利用 GPU 和 OpenCV 4.2

Question

I am trying to use the GPU of my virtual machine with OpenCV library (4.2) and Python 3.7.我正在尝试将我的虚拟机的 GPU 与 OpenCV 库（4.2）和 Python 3.7 一起使用。

I have installed opencv with CUDA and the following command returns 1:我已经安装了 opencv 和 CUDA 并且以下命令返回 1：

import cv2
count = cv2.cuda.getCudaEnabledDeviceCount()
print(count)

I tried to run my code with and without leveraging GPU:我尝试在使用和不使用 GPU 的情况下运行我的代码：

start = time.time()
network = cv.dnn.readNetFromDarknet(config_path, weights_path)
if IS_CUDA:
    network.setPreferableBackend(cv.dnn.DNN_BACKEND_CUDA)
    network.setPreferableTarget(cv.dnn.DNN_TARGET_CUDA)
my_function(network, frame)
end = time.time()
print(end - start)

But the running time is the same.但是运行时间是一样的。

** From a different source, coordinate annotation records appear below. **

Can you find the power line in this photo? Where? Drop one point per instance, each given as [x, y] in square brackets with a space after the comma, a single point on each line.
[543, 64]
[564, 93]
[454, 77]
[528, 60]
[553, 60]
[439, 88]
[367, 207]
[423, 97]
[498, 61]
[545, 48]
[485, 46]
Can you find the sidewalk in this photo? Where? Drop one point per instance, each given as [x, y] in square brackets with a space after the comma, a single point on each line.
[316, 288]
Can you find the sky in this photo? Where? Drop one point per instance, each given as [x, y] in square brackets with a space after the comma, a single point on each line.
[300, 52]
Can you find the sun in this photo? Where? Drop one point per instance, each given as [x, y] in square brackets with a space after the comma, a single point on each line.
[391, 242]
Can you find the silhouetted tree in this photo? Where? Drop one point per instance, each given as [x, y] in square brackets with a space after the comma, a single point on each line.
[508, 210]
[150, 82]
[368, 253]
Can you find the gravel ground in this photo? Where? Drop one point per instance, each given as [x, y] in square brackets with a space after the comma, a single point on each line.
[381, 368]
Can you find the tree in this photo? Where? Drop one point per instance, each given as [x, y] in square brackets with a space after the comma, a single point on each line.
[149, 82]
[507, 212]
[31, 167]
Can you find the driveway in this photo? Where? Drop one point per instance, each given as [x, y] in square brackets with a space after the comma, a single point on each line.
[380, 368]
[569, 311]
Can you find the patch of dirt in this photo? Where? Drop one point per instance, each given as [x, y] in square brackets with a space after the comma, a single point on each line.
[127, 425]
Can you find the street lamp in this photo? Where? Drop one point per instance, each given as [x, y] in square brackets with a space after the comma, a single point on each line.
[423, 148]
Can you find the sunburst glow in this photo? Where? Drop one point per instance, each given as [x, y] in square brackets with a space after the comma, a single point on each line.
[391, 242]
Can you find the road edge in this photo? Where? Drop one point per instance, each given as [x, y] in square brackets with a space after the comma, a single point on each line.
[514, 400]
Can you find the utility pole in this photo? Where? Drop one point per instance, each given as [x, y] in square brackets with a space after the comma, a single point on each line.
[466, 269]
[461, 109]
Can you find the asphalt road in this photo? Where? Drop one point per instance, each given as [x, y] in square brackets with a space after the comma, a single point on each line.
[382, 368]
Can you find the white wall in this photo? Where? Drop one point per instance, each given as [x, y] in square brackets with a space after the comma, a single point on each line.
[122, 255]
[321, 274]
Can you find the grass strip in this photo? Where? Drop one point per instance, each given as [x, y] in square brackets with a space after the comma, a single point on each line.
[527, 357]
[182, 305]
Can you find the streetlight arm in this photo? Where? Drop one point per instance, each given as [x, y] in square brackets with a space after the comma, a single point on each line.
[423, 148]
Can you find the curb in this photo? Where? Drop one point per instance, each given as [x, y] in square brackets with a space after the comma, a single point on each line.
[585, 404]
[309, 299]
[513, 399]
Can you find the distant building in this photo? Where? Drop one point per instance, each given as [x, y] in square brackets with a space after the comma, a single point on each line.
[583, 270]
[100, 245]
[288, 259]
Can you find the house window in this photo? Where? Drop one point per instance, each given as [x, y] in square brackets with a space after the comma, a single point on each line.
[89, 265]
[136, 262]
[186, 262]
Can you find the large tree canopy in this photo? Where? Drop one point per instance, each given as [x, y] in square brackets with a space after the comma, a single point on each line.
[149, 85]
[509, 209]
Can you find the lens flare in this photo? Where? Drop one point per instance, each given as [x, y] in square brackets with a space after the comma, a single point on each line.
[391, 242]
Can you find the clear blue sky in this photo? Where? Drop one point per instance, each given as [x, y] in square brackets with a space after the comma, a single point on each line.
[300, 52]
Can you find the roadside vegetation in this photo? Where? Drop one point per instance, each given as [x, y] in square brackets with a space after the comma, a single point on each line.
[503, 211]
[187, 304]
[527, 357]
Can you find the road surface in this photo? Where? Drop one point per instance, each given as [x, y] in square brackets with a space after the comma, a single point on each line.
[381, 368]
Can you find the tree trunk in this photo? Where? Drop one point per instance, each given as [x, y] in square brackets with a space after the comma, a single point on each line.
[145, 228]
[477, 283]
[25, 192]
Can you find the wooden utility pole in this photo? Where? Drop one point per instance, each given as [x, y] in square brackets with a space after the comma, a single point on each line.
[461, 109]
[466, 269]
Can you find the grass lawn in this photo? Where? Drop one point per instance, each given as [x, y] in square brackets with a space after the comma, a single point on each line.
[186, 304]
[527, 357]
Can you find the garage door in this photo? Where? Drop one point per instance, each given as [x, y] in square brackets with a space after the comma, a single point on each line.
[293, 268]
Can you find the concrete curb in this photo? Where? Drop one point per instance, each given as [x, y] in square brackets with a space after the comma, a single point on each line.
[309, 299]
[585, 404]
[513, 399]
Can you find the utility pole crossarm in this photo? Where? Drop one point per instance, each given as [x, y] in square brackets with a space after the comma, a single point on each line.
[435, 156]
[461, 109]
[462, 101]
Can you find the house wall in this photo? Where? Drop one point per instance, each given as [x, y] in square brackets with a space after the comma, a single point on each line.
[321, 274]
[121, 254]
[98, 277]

My question: Is using setPreferableBackend() and setPreferableTarget() enough to leverage GPU power?我的问题：使用 setPreferableBackend() 和 setPreferableTarget() 是否足以利用 GPU 电源？

Answer 1

It should be enough to make it use CUDA and you should see a noticeable speedup.让它使用 CUDA 就足够了，您应该会看到明显的加速。 Check your Task Manager's Performance tab and see if your Nvidia GPU is being used.检查您的任务管理器的性能选项卡，看看您的 Nvidia GPU 是否正在使用。 I don't know what's happening behind the scenes in my_function(), so I can't tell if there's something different in how you're using it.我不知道 my_function() 的幕后发生了什么，所以我不知道你使用它的方式是否有什么不同。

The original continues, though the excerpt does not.